Beijing Water

China to move tens of thousands for huge water scheme

Chris Buckley
June 29, 2010

China will move 345,000 people, mostly poor villagers, within about two years to make way for a vast scheme to draw on rivers in the south to supply the increasingly dry north, an official newspaper said on Tuesday.

The forced resettlement for the South-to-North Water Transfer Project will be the biggest China has undertaken since building the Three Gorges Dam, the world’s biggest hydroelectric scheme, said the People’s Daily.

The project involves an eastern route to take water from the lower reaches of the Yangtze River and a central route to tap rivers flowing into the Danjiangkou Dam in central China.

The scheme has been troubled by delays, cost increases, pollution and the burden of resettling displaced farmers.

Zhang Jiyao, the official in charge of the project, said the mass move for the central route could be more demanding than the Three Gorges Dam move, which sparked years of contention with displaced residents unhappy with compensation and conditions.

“The intensity of the resettlement will surpass that of the Three Gorges Dam Project, because that involved a million migrants over about 10 years, and the resettlement for the South-to-North Water Transfer Project must be completed in over two years,” the paper quoted Zhang as saying.

Big dams and hydro projects have featured among China’s engineering trophies symbolizing its growing wealth, but are also a lightning rod for persistent discontent.

The South-North Project is the latest among such efforts and the drive to finish resettlement for the rising Danjiangkou Dam by 2013 has already stirred complaints from farmers, who say they are being moved to poorer land with dim job prospects.

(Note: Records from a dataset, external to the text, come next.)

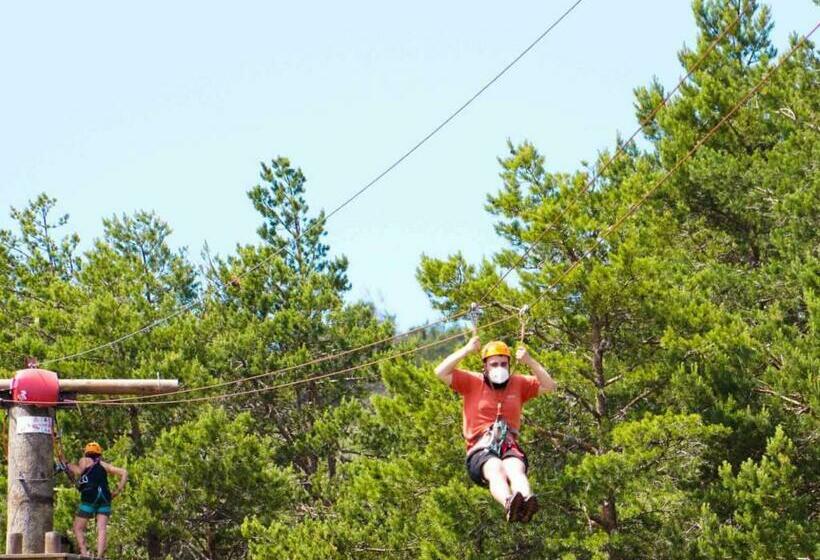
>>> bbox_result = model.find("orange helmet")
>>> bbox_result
[83,441,102,455]
[481,340,511,360]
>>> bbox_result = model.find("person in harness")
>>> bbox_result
[66,441,128,557]
[435,336,557,523]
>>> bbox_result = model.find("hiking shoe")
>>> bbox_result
[520,494,538,523]
[504,492,524,523]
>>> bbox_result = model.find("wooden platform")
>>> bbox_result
[0,552,97,560]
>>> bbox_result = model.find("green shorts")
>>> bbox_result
[77,502,111,519]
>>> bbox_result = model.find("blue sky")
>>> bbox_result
[0,0,820,327]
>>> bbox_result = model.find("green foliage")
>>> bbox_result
[0,0,820,560]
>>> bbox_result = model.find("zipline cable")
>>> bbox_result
[41,0,583,365]
[85,15,740,403]
[54,18,820,406]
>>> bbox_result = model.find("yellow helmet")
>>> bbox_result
[481,340,511,360]
[83,441,102,455]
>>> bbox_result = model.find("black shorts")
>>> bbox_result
[464,448,530,486]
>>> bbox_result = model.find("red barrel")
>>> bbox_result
[11,368,60,407]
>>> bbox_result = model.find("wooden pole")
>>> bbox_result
[0,379,179,554]
[0,379,179,395]
[6,405,54,554]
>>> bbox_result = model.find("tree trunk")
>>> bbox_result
[6,405,54,554]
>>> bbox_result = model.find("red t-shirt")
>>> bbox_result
[450,369,541,449]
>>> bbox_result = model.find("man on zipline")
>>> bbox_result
[436,336,556,523]
[60,441,128,558]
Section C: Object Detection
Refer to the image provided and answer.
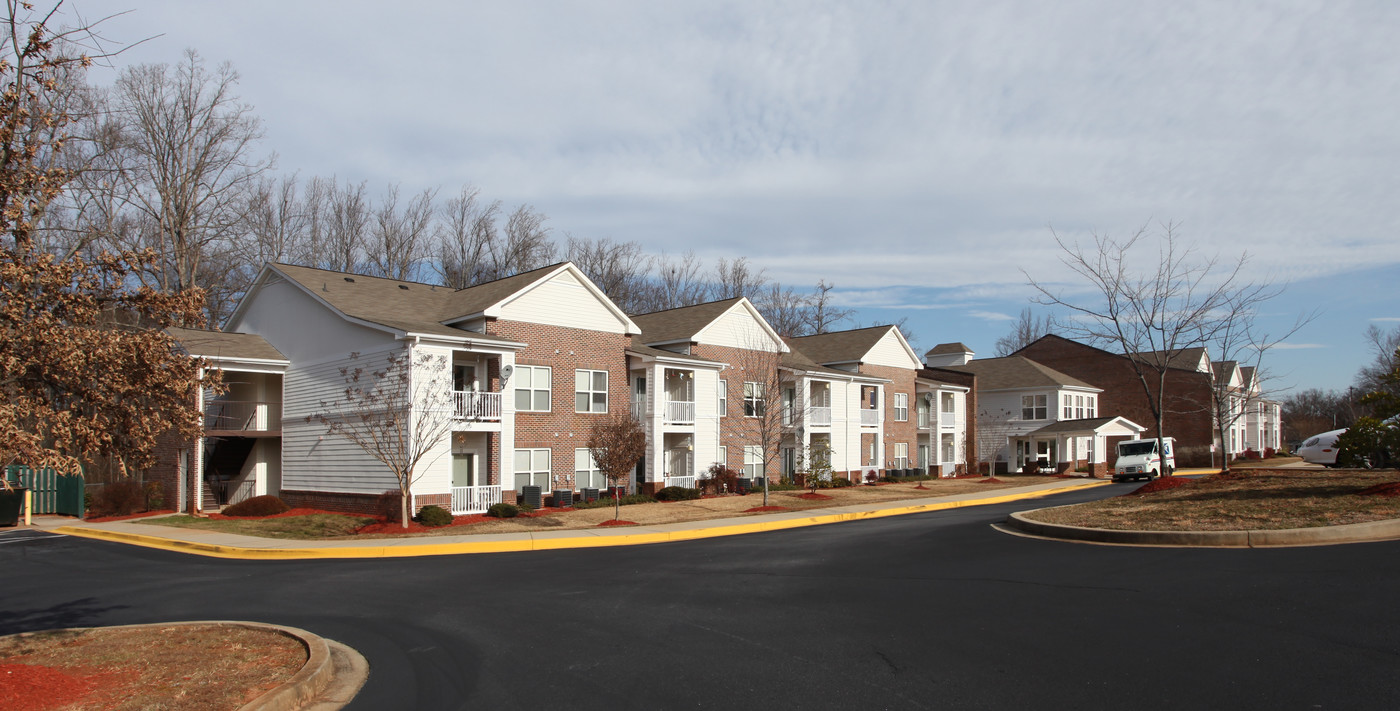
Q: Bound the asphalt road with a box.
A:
[0,484,1400,711]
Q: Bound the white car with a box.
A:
[1296,430,1347,466]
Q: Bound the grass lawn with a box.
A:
[141,476,1054,540]
[1025,469,1400,530]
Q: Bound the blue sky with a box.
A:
[93,0,1400,388]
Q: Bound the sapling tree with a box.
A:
[307,349,454,528]
[588,409,647,521]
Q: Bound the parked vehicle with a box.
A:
[1296,428,1347,466]
[1113,437,1176,481]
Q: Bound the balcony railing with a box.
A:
[666,400,696,424]
[452,390,501,423]
[452,486,501,516]
[204,400,281,432]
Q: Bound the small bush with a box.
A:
[146,481,165,511]
[486,504,521,518]
[657,486,700,501]
[419,504,452,526]
[88,479,146,518]
[223,495,291,516]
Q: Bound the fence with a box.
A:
[4,465,85,518]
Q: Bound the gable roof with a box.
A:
[941,356,1102,392]
[165,326,290,362]
[238,262,637,344]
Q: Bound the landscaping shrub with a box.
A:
[657,486,700,501]
[700,463,739,494]
[223,495,291,516]
[486,504,521,518]
[419,504,452,526]
[146,481,165,511]
[88,479,146,518]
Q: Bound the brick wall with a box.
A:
[487,321,631,491]
[1016,336,1214,467]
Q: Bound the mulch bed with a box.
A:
[83,508,175,523]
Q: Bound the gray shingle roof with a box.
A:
[165,328,287,361]
[941,356,1099,390]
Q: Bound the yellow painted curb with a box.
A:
[53,480,1112,560]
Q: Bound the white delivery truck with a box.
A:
[1113,437,1176,481]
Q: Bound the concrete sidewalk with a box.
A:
[49,479,1112,560]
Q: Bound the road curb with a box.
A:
[1005,507,1400,549]
[0,620,370,711]
[53,479,1110,560]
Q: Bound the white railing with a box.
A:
[666,400,696,424]
[452,486,501,516]
[452,390,501,423]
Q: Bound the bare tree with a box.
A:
[1022,223,1281,475]
[307,350,454,528]
[367,185,437,281]
[995,307,1056,358]
[588,409,647,521]
[435,186,501,288]
[109,50,272,299]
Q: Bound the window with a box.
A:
[743,382,763,417]
[515,365,550,413]
[574,449,608,488]
[574,371,608,413]
[515,449,549,491]
[743,445,763,479]
[1021,395,1049,420]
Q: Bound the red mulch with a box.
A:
[83,508,175,523]
[0,663,107,710]
[1123,476,1191,497]
[1357,481,1400,497]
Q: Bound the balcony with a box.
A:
[204,400,281,435]
[452,390,501,423]
[666,400,696,424]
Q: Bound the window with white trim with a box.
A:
[1021,395,1049,420]
[511,365,553,413]
[743,382,763,417]
[743,445,763,479]
[574,449,608,488]
[574,371,608,413]
[515,449,549,491]
[895,442,909,469]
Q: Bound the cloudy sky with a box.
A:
[90,0,1400,388]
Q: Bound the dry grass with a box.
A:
[1026,469,1400,530]
[0,626,307,711]
[143,476,1053,540]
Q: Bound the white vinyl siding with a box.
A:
[515,449,550,491]
[511,365,553,413]
[574,371,608,413]
[574,449,608,488]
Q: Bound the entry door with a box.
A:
[452,452,477,487]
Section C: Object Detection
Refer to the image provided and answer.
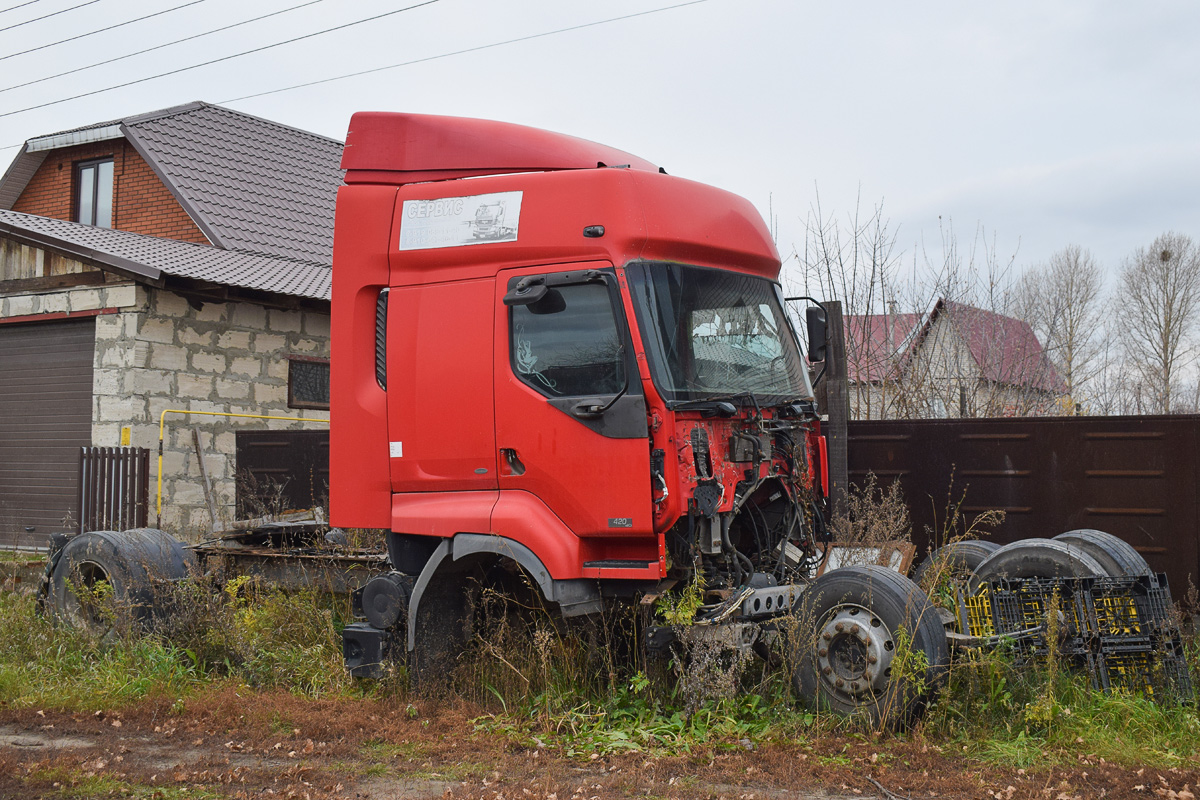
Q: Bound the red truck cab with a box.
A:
[330,113,840,681]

The dam is being raised to store more water, which will then be drawn along 1,421 km (883 miles) of canals and tunnels to Beijing, the nearby port city of Tianjin and surrounding areas.

North China has about half the country’s population but 19 percent of its fresh water resources. Industrial and urban growth have strained the nation’s rivers and underground reserves, according to official estimates.

The planned completion for the first stage of the central route was pushed back to 2014 after it became clear that earlier deadlines of 2010 and 2008 could not be met.

Many of the displaced farmers are residents of Xichuan county in Henan province, which lies on one side of the Danjiangkou Dam. They will be resettled in crowded Henan, the country’s most populous province with nearly 100 million people.